A 1 de Julho de 2016, no aniversário do primeiro centenário do início da Batalha do Somme, o artista Jeremy Deller distribuiu pela cidade de Londres uma série de homens e rapazes entre os 18 e os 42 anos, vestidos com a farda britânica da Primeira Guerra Mundial. Na estação de Waterloo, à porta de um ‘Pret A Manger’, nas escadas de acesso ao metro, nos comboios, sentados nas esplanadas e nos bancos dos jardins da capital britânica, àqueles que se lhes dirigiam simplesmente entregavam um cartão com o seu nome e posto. Não falavam porque estavam mortos. Representavam os fantasmas dos desaparecidos no Somme e cujas vidas foram cortadas e não tiveram seguimento. A Batalha do Somme durou perto de 140 dias e nela terão perecido mais de um milhão de soldados, dos quais 400 mil eram britânicos.

Há um ano um conflito desta envergadura era impensável na Europa. Com ou sem sonhos concretizados, bem ou mal a vida era para ser vivida. Morrer numa batalha não se tornara apenas estúpido e inútil; também era impossível. Mas em 2022 o inimaginável surpreendeu-nos e o heroísmo que víamos nos filmes regressou à vida por via da morte. Na Ucrânia terão morrido perto de 200 mil soldados de ambos os lados.

Roman Ratushnyi tinha 24 anos quando foi morto em combate, em Junho, perto de Izium, na província de Kharkiv. Podia ser meu filho, filho ou neto de muitos que lêem esta crónica mas, essencialmente, era um rapaz cheio de projectos, iniciativa, lutador e que esperava vir a ser muita coisa menos perder a vida tão cedo e da forma como aconteceu. Em 2014 participou nas manifestações na Euromaidan a favor de uma aproximação à Europa e de um afastamento da Rússia e da comunidade da Euroásia. Em 2018 envolveu-se contra um projecto urbanístico que implicava a destruição de um parque com pistas de esqui, perto do centro de Kyiv, e que lhe valeu alguns problemas com as autoridades.
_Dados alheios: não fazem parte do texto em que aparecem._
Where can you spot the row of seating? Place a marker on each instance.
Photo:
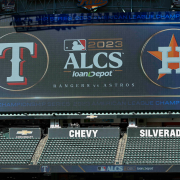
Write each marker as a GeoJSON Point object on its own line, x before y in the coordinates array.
{"type": "Point", "coordinates": [79, 151]}
{"type": "Point", "coordinates": [16, 151]}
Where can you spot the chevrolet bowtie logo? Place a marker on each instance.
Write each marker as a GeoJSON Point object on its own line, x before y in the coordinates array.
{"type": "Point", "coordinates": [91, 117]}
{"type": "Point", "coordinates": [24, 132]}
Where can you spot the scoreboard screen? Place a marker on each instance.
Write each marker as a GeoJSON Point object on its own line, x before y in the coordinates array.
{"type": "Point", "coordinates": [96, 67]}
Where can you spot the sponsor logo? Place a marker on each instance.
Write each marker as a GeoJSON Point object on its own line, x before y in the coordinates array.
{"type": "Point", "coordinates": [91, 117]}
{"type": "Point", "coordinates": [20, 61]}
{"type": "Point", "coordinates": [101, 168]}
{"type": "Point", "coordinates": [24, 132]}
{"type": "Point", "coordinates": [160, 58]}
{"type": "Point", "coordinates": [145, 168]}
{"type": "Point", "coordinates": [45, 169]}
{"type": "Point", "coordinates": [159, 133]}
{"type": "Point", "coordinates": [130, 168]}
{"type": "Point", "coordinates": [91, 4]}
{"type": "Point", "coordinates": [83, 133]}
{"type": "Point", "coordinates": [115, 168]}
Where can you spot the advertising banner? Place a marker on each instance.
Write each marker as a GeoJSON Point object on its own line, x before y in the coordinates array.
{"type": "Point", "coordinates": [154, 132]}
{"type": "Point", "coordinates": [99, 67]}
{"type": "Point", "coordinates": [83, 132]}
{"type": "Point", "coordinates": [25, 133]}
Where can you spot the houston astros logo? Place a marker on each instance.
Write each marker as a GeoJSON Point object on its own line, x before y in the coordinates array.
{"type": "Point", "coordinates": [24, 61]}
{"type": "Point", "coordinates": [160, 58]}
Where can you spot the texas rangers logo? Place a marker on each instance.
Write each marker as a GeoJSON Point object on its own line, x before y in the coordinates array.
{"type": "Point", "coordinates": [17, 61]}
{"type": "Point", "coordinates": [24, 61]}
{"type": "Point", "coordinates": [92, 4]}
{"type": "Point", "coordinates": [160, 58]}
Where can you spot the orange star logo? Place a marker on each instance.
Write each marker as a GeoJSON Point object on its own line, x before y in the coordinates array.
{"type": "Point", "coordinates": [173, 44]}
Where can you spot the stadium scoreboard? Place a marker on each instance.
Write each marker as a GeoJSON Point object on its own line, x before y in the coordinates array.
{"type": "Point", "coordinates": [96, 67]}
A 24 de Fevereiro ofereceu-se como voluntário na defesa da capital e, após essa vitória, foi enviado para a região de Izium onde caiu numa emboscada a 9 de Junho. Não sabemos o que sentiu nesses meses, provavelmente medo, muito certamente nenhuma dúvida sobre o que devia fazer. Este é o ponto que mais me arrepia nesta e noutras histórias, sejam a de Ratushnyi ou a de muitos outros ucranianos nestes últimos meses, britânicos e franceses, alemães e russos, norte-americanos e das mais diversas nacionalidades de há cem e 80 anos. O que os moveu, a força que não os demoveu apesar do medo, do pânico, da aflição e da ideia que não deixa de lhes ser segredada ao ouvido, que podem sair, ir embora, que há vida noutro lugar, noutras condições e com outro futuro.

Roman Ratushnyi é a minha escolha para a figura de 2022. Não só por quem foi, houve e há vários como ele, mas pelo que fez e representa: a força interior que a Europa teria perdido, mas que existe e sobreviveu e desperta e se revela quando preciso; quando as circunstâncias o pedem. Mete dó ler o que os amigos escreveram sobre Ratushnyi, o que esperavam dele, os seus sonhos, o entusiasmo com que vivia os desafios que davam sentido à sua vida e é com custo que percebemos que não podia ser de outra forma. A sua morte e a forma como ocorreu eram inevitáveis, pois não havia outro caminho, a fuga não seria uma forma vida e, provavelmente, terá corrido riscos superiores aos exigidos. Ratushnyi e muitos outros jovens ucranianos já cá não estão para viverem o que esperavam fazer porque fizeram o que estava certo. Felizmente, com a vitória da Ucrânia e a sua aproximação à Europa e (quem sabe?) a possível integração na União Europeia e o motor de desenvolvimento que influenciará a Rússia, não serão precisos actores para recriar a juventude de Ratushnyi nas ruas de Kyiv. Ele e muitos outros serão lembrados de forma diferente. As suas vidas serão vividas através dos próximos miúdos que, mesmo quando velhos, se recordarão deles com gratidão.